Alopecia: beyond appearances

Diagnosed with alopecia areata universalis, freshman Parker Rexford makes his way through the halls.

Ben Prengler

Diagnosed with alopecia areata universalis, freshman Parker Rexford makes his way through the halls.

Alyson Sudak, Staff Reporter

It’s not cancer. His bald head leads many to think that’s what it is, but it’s not cancer. Freshman Parker Rexford finds himself repeating this statement over and over in response to questioning looks about his lack of hair.

“A lot of people ask me if I have cancer, and it’s kinda weird to explain to them that I have Alopecia, because not a lot of people know about it,” Parker said. “So I guess it’s good for people to find out about it.”

Alopecia is a disease that occurs when a person’s body mistakenly attacks hair follicles, meaning their body is essentially allergic to their own hair, making it fall out, and not grow back for an unknown amount of time.

“We found out he had Alopecia when he was in first grade, in a matter of about 30 days he lost about half of the hair on his head,” Parker’s mom Angie Rexford said. “When I would help him take a bath, since he was young, the bathtub would just be full of hair, so we knew something was wrong, so we took him to the doctor, and in about 45 days, all of his hair, his eyelashes, eyebrows, everything was gone. We soon found Parker has the most severe kind of alopecia called alopecia universalis which affects all the hair on his body.”

Seeing a 15-year-old boy without any hair is not a sight most people are used to seeing; something that has led to some unusual moments when Parker and his family are out and about.

“We’ve been out to dinner and people have paid for our dinner, just assuming he has cancer,” Angie said. “It’s kinda weird, and awkward.”

Parker’s day to day life is much like everybody elses, except for the lack of hair, and an excess of questions.

“I don’t really notice it that much,” Parker said. “It really affects me when people comment on it. It’s kind of hurtful to me when people say ‘Why are you bald?’ and I have to explain it. I just have to tell them that I have Alopecia, and that its a disease where I lose my hair, and let them know its not contagious. They have usually never heard of it.”

Family members and friends see past the disease for whom Parker really is.
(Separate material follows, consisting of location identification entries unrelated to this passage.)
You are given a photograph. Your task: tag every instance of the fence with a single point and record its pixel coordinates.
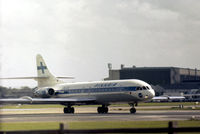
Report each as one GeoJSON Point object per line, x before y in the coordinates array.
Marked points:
{"type": "Point", "coordinates": [171, 129]}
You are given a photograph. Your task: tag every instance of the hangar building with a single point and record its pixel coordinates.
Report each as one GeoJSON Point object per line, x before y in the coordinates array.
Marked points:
{"type": "Point", "coordinates": [167, 77]}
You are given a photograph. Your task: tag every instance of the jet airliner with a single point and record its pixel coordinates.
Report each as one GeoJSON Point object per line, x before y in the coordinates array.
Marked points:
{"type": "Point", "coordinates": [51, 90]}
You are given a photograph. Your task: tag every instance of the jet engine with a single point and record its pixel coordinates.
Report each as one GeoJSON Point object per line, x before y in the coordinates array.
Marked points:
{"type": "Point", "coordinates": [45, 92]}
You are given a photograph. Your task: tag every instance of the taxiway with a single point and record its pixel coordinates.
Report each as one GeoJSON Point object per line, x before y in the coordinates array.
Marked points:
{"type": "Point", "coordinates": [56, 115]}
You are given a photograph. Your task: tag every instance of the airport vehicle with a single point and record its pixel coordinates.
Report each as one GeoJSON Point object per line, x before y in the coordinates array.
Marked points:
{"type": "Point", "coordinates": [51, 90]}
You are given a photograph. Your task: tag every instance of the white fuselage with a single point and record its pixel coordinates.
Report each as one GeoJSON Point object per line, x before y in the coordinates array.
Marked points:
{"type": "Point", "coordinates": [105, 92]}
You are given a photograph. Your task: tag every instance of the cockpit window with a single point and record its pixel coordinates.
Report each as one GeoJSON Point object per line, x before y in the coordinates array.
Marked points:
{"type": "Point", "coordinates": [144, 87]}
{"type": "Point", "coordinates": [138, 88]}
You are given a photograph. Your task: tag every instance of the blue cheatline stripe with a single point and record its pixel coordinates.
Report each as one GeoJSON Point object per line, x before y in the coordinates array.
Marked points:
{"type": "Point", "coordinates": [96, 90]}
His twin brother Jackson doesn’t have Alopecia, but he’s one of Parker’s biggest fans.

“My brother is really nice and outgoing, and just fun to be around,” twin brother Jackson  said. “Alopecia has definitely affected how he thinks about himself when he’s around other people, but it doesn’t bother him as much anymore.”
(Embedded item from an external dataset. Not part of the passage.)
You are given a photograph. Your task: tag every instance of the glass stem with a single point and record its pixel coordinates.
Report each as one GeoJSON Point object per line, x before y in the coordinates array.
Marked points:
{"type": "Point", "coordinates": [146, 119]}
It might have made things easier on Parker if he grew up with someone who also suffered from Alopecia. But even though nobody else in his family has Alopecia, it doesn’t mean Parker is lacking in role models.

“I got the chance to go to a Milwaukee Bucks game and I met Charlie Villanueva, he’s an NBA player who has Alopecia,” Parker said. “I think its pretty awesome. It shows that it’s not really anything to stop you; you can achieve your goals.”

Beyond his will to prevent the condition from slowing him down, Parker also finds the bright side of Alopecia.

“I don’t have to buy shampoo,” Parker said. “I also don’t really have to brush my hair in the morning, obviously, so that’s a benefit.”

While he takes his lack of hair with a humorous spin, his mother believes it provides some valuable life lessons.

“I think it has helped him learn that our appearance is just a part of who we are, and we really are characterized by our actions, and not by the way we look,” Angie said. “He’s very sweet, and the way I try and handle it, as a special education teacher, is the mindset that Alopecia is just hair, you’re not actually sick, so we try and be thankful that there is no sickness involved. People that are really facing challenges are the ones that need to have the compassion and sympathy. This is just hair, we can deal with that.”

To say Alopecia hasn’t had an effect on his life would be far from true. But these days, Parker doesn’t let it faze him.

“I do think it affects the way people look at me, but it doesn’t really matter to me as much anymore,” Parker said. “It used to; I used to think about it all the time, but now it’s just a second thought.